As technology advances and becomes more accessible, consumers and businesses alike are able to take advantage of more cost effective, feature-rich solutions not previously available to them. Geofencing and Geo-IP filtering for hardware and software used to be a very costly tool implemented for very specific use cases. It is now technology featured in almost every smart phone, firewall or router most consumers already have in their possession, and is the foundation of several applications and services.
How It Works
Geofencing uses global positioning or radio frequency identification (RFID) to define geographical boundaries or a virtual perimeter. It enables software to trigger a response when an event happens within or outside of the predefined boundary.
- By GPS. Set up triggers so when a device enters or exits the boundaries defined in the geofence, an alert is issued.
- By Cell Signal. Location tracking by proximity to cell sites.
- By Geo-IP Filtering. A feature equipped on most firewalls or routers, allows you to filter internet traffic by country. Restrict computers with certain IP addresses from accessing content in servers within the virtual perimeter set. Commonly used to prevent other countries form accessing content.
Geofencing can be used in a variety of scenarios to improve productivity, efficiency, security, and even marketing of your business services.
- Smart Home Control. Mobile phones commonly act as controllers to smart home devices. Geofences can be set to automatically lock computers, or shut down devices as you move away from the perimeter. Android 5.0 devices have the ability to disable device locking if you are within the range of your home Wi-Fi or “safe zone”.
- Fleet Management. To manage and monitor driver’s mileage and time spent on the road, a geofence can send alerts to managers if fleet moves outside of restrictions set.
- Classroom, Restaurant or Retail Devices. When shared devices like those used in classroom settings, restaurant or retail PoS (point of sales) devices leave their safe-zone, an alert can be sent out to advise superiors appropriately.
- Location Based Marketing. Send real-time targeted advertisements to engage customers that have opted (via a downloaded app) as they enter into your organization’s network. Improve social media interactions with real time customer data and communications.
- Emergency Services. Law enforcement can use geofencing to monitor and track movements of those who have monitoring devices. Emergency crews can improve dispatch times by seeing in real-time who is close by to trauma sites.
Improve Your Security Strategy
One of the great benefits to Geo-IP filtering is the security improvements your business is able to make by leveraging it. It can be used to improve your BYOD policies by controlling mobile devices’ accessibility range, or by restricting access to certain IP addresses. Here’s a closer look at some of the many approaches you can take by when incorporating geofencing into your security strategy:
- Restrict Access. Restrict access to devices or applications while inside a company’s perimeter, making it impossible for devices outside to access the network. This will keep information in the perimeter, and devices not authorized out of the perimeter. When geofencing is used in combination with a Mobile Device Management (MDM) solution and other endpoint protection solutions, IT administrators can establish very granular restrictions. Geo-IP filtering can allow your IT provider to set particular geographic limits around a group of IP addresses. Once network traffic patterns is analyzed, they may be able to track down the origin of email spam or phishing attempts and block exploits coming from other countries.

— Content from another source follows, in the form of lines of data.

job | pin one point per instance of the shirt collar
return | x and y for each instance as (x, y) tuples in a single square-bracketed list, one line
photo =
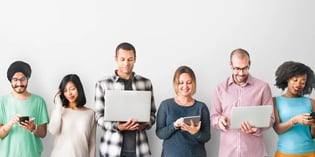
[(116, 77)]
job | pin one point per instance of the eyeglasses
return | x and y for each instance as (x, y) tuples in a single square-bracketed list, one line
[(238, 69), (20, 79)]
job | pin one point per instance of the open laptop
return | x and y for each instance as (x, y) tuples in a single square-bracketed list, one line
[(121, 105), (258, 116)]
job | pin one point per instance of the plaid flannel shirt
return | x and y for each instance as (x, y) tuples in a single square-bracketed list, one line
[(111, 140)]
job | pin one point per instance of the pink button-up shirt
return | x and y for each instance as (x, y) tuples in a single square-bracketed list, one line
[(227, 94)]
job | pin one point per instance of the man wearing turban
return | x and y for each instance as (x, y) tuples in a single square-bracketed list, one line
[(22, 138)]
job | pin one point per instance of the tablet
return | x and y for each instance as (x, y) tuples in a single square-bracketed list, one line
[(195, 119), (257, 116)]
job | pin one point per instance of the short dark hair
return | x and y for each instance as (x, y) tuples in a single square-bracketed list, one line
[(290, 69), (241, 52), (125, 46), (184, 69), (81, 100)]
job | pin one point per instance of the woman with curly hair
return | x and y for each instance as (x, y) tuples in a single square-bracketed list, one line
[(293, 123)]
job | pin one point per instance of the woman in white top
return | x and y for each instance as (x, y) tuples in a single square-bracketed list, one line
[(72, 123)]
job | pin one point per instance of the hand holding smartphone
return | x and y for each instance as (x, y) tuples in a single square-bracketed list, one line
[(195, 120), (24, 119)]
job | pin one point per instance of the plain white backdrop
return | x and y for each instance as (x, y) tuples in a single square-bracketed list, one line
[(79, 36)]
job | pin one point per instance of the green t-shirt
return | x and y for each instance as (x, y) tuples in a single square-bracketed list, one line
[(20, 142)]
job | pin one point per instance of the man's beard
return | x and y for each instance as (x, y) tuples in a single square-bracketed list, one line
[(20, 89)]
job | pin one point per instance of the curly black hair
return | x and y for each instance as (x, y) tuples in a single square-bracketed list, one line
[(290, 69)]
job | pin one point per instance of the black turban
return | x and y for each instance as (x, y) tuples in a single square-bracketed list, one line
[(19, 66)]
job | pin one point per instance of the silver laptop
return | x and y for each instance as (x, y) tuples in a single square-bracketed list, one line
[(121, 105), (258, 116)]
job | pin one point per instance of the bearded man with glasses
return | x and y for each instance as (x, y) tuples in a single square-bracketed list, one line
[(240, 89)]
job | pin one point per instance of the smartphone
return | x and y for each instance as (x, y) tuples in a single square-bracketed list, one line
[(195, 119), (24, 119)]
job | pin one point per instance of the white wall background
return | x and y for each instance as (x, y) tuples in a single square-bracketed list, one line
[(79, 36)]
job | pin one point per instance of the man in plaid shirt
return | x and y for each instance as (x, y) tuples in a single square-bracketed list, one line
[(123, 139)]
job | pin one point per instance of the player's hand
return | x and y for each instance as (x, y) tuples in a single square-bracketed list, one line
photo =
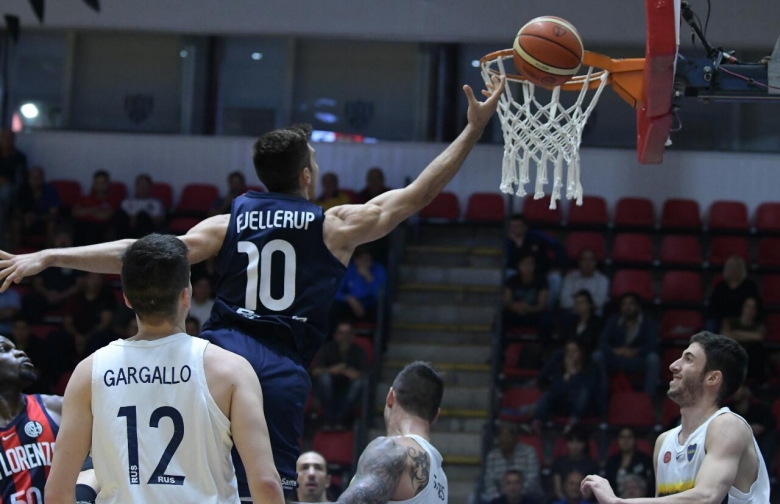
[(13, 268), (479, 113), (600, 488)]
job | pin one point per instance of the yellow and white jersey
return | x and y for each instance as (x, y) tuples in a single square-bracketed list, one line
[(678, 464)]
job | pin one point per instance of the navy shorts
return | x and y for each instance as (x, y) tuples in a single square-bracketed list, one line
[(286, 385)]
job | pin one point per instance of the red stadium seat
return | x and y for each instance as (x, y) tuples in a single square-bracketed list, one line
[(768, 253), (770, 290), (534, 442), (723, 247), (335, 446), (443, 206), (486, 207), (368, 346), (634, 213), (728, 215), (593, 212), (197, 199), (181, 225), (640, 282), (680, 250), (69, 191), (631, 409), (538, 212), (682, 287), (768, 218), (577, 242), (680, 324), (633, 248), (164, 193), (680, 214), (642, 445), (518, 403)]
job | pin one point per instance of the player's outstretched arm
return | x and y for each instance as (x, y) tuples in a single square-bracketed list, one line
[(74, 438), (356, 224), (203, 241), (250, 435), (727, 439)]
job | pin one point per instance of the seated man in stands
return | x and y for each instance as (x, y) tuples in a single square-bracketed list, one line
[(512, 490), (339, 376), (629, 344), (510, 454), (585, 277), (525, 296), (313, 478), (140, 214)]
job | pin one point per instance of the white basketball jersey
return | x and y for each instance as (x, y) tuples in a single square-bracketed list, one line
[(435, 492), (678, 465), (158, 436)]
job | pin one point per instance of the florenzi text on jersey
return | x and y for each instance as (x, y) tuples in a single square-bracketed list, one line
[(277, 219), (144, 375)]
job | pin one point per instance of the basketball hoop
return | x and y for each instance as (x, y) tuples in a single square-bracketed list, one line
[(551, 133)]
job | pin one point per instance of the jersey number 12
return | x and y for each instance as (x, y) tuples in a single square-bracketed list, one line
[(259, 268)]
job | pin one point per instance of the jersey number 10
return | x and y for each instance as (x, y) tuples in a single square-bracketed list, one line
[(259, 268)]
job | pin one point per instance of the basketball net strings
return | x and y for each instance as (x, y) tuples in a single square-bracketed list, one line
[(543, 133)]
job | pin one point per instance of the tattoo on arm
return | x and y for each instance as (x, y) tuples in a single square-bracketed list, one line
[(420, 469), (379, 470)]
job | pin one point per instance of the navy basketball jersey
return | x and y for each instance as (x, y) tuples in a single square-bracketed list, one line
[(27, 452), (277, 278)]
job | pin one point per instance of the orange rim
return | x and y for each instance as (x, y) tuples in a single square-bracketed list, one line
[(625, 75)]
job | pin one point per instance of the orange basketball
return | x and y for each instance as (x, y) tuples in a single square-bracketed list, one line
[(548, 51)]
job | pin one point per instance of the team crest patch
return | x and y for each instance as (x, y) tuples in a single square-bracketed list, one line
[(33, 429), (691, 452)]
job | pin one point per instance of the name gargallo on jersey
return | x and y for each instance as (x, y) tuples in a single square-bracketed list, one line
[(168, 375), (256, 219)]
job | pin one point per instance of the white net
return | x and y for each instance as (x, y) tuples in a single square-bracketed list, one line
[(545, 133)]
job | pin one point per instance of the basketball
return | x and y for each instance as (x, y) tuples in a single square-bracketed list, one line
[(548, 51)]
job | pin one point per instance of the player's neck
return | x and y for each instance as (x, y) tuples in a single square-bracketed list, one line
[(11, 404), (692, 417)]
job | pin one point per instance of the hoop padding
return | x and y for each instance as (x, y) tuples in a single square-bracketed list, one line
[(545, 133)]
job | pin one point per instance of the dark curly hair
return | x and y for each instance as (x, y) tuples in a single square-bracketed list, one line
[(280, 155)]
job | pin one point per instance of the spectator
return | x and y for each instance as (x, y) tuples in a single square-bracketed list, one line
[(634, 487), (588, 278), (571, 491), (358, 296), (331, 196), (525, 296), (512, 489), (192, 326), (510, 454), (38, 206), (523, 241), (629, 343), (236, 187), (89, 312), (583, 325), (339, 376), (760, 419), (10, 306), (749, 330), (730, 294), (54, 287), (202, 300), (573, 386), (375, 185), (94, 213), (629, 462), (576, 461), (313, 478), (141, 214)]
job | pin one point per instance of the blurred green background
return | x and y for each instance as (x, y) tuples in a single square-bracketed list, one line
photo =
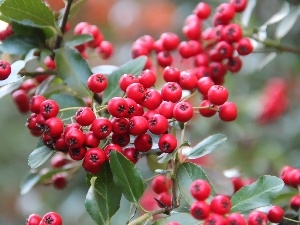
[(252, 148)]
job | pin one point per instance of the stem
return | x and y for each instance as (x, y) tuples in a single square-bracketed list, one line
[(59, 38)]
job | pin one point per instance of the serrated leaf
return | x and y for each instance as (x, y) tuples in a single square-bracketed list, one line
[(127, 177), (258, 194), (104, 69), (73, 69), (283, 12), (18, 45), (134, 66), (246, 16), (187, 173), (39, 156), (103, 197), (30, 12), (206, 146), (182, 218), (287, 23), (78, 40)]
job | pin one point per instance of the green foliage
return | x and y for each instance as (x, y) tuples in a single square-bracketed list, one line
[(127, 177), (134, 66), (259, 194), (73, 69), (103, 198)]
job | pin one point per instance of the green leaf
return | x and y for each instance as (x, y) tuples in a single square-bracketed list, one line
[(18, 45), (30, 12), (182, 218), (134, 66), (187, 173), (103, 198), (259, 194), (127, 177), (104, 69), (73, 69), (39, 156), (206, 146), (78, 40)]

- Loss Prevention. As part of a comprehensive data loss prevention strategy, organizations can control access to devices and apps on the devices within a certain physical perimeter. If a device were to move out of its predetermined safe zones, the device and/or apps could be locked down.
- Data Protection. Ensure your critical business data remains private by disabling camera or SD cards, or disabling cell phones entirely while in meeting rooms. Board meeting presentations or sensitive documents can be shared as members walk into a specific area or meeting room. Once members leave the designated area the materials can be removed from their devices. Perhaps more harmful than spam, are network vulnerability probes and attacks. As most small businesses dont need to communicate with distant countries (where most cyber attacks originate), Geo-IP filtering can be implemented to filter out countries that dont need to access your network. If you happen to do some business with countires that are known for producing heavy amounts of spam, than IT can add your client’s IP address as an allowable exception.
Things to Consider
GPS signals used by geofencing are not always accurate and locations picked up by satellite signals are not always perfect. While that may be an acceptable limitation for the way your intend to apply geofencing, remember that privacy remains a top concern for organizations deploying BYOD strategy. It will be important to get informed consent from employees. Any geofencing used on personal devices should have a way for end users to turn on and off tracking.
Geo-IP filtering is not a complete security solution and blanket policies against blocking all content from specific countries may not be the policy best suited for your business operations. However utilizing Geo-IP filtering technology with custom rules can be just one of the several layers of security your business may want to consider.